Kalapas Ternate Tegas: Sipir Terlibat Narkoba atau Selundupkan HP ke WBP Terancam Dipecat
TERNATE – Kepala Lembaga Pemasyarakatan (Kalapas) Kelas IIA Ternate, Faozul Ansori, menegaskan tidak akan memberikan toleransi terhadap setiap bentuk pelanggaran dilakukan oleh petugas pemasyarakatan. Sikap tegas ini merupakan komitmen menjaga integritas dan nama baik institusi.
Faozul mengingatkan seluruh pegawai, khususnya petugas sipir, agar tidak terlibat dalam penyalahgunaan narkotika, penyelundupan telepon genggam kepada Warga Binaan Pemasyarakatan (WBP), maupun pelanggaran disiplin lainnya.
“Saya tidak memberikan toleransi kepada pegawai atau petugas yang melakukan pelanggaran, baik terindikasi terlibat narkoba, memberikan handphone kepada WBP, maupun pelanggaran lainnya,” tegas Faozul, Selasa (21/7/2026).

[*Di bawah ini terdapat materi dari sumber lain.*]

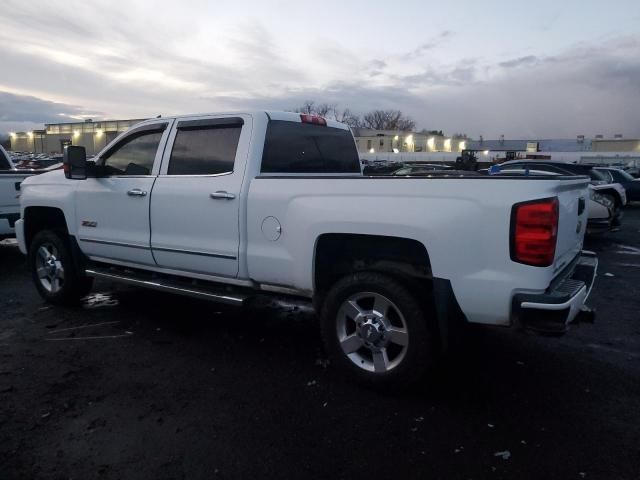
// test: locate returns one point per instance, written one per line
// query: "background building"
(617, 144)
(391, 141)
(92, 135)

Menurutnya, setiap pelanggaran akan diproses sesuai tingkat kesalahannya. Bahkan, bagi pelanggaran berat, sanksi terberat berupa pemberhentian atau pemecatan akan diberlakukan.
“Intinya, apabila petugas melanggar, sanksi akan diberikan sesuai jenis pelanggarannya. Kalau pelanggaran berat, maka bisa sampai dipecat,” ujarnya.

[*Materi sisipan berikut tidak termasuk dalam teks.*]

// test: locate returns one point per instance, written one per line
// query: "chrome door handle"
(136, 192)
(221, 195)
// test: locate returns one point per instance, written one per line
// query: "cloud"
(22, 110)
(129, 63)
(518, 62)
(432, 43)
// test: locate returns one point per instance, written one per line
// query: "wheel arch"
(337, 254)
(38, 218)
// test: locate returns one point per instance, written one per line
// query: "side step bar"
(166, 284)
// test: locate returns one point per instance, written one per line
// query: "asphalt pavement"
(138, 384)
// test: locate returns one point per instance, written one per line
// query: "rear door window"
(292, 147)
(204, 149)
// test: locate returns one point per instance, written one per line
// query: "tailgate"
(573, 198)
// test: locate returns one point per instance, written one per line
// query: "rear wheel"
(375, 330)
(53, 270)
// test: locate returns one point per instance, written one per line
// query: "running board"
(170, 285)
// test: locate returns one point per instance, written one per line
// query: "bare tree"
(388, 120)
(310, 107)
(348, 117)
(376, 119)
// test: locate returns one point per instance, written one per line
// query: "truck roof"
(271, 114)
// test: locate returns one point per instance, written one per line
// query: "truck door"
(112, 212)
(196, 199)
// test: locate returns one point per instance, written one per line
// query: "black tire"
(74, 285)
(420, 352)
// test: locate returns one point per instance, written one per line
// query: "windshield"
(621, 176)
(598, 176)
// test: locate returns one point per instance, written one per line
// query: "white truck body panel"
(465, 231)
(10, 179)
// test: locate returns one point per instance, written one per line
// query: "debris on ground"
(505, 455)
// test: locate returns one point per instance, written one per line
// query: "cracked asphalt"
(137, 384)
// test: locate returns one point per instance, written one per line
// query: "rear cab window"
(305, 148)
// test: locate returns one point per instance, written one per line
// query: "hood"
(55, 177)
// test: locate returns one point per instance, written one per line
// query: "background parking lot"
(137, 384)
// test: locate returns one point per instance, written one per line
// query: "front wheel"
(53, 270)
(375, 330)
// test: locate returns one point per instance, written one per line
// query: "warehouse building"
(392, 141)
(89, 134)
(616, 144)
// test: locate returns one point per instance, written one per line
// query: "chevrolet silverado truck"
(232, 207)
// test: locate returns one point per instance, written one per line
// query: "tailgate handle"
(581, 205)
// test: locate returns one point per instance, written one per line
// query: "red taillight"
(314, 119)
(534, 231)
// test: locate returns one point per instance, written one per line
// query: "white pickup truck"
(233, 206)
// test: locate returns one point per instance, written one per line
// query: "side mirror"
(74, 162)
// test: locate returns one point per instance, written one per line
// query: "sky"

‎Sebagai langkah pencegahan, pihak Lapas Kelas IIA Ternate rutin menggelar razia internal sebanyak dua kali dalam sepekan.Razia difokuskan pada kamar-kamar hunian yang dianggap memiliki potensi pelanggaran.
Selain dilakukan oleh petugas internal, razia juga beberapa kali melibatkan aparat Kepolisian dan Badan Narkotika Nasional (BNN) untuk memastikan tidak ada barang terlarang yang masuk ke dalam lapas.

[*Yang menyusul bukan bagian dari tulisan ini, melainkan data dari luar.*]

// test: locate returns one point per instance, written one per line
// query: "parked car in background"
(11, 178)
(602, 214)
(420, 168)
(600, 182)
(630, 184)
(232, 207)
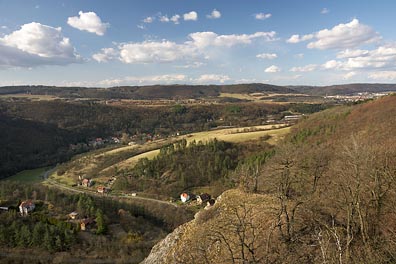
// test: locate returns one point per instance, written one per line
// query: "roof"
(27, 203)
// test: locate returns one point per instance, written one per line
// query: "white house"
(26, 206)
(184, 197)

“Kami juga melibatkan kepolisian dan BNN dalam razia. Beberapa kali ditemukan handphone dan langsung dilakukan penindakan sesuai prosedur,” katanya.
‎Menanggapi sejumlah pengungkapan kasus narkoba oleh aparat kepolisian yang diduga melibatkan WBP di Lapas Ternate, Faozul mengaku hingga kini belum menerima koordinasi ataupun konfirmasi resmi dari pihak kepolisian.
‎”Sejauh ini belum ada koordinasi kepada kami terkait dugaan pengendalian narkoba dari dalam lapas. Namun yang jelas, kami terus melakukan razia rutin, terutama terhadap handphone karena benda itulah yang sering menjadi sumber berbagai persoalan di dalam lapas,” pungkasnya.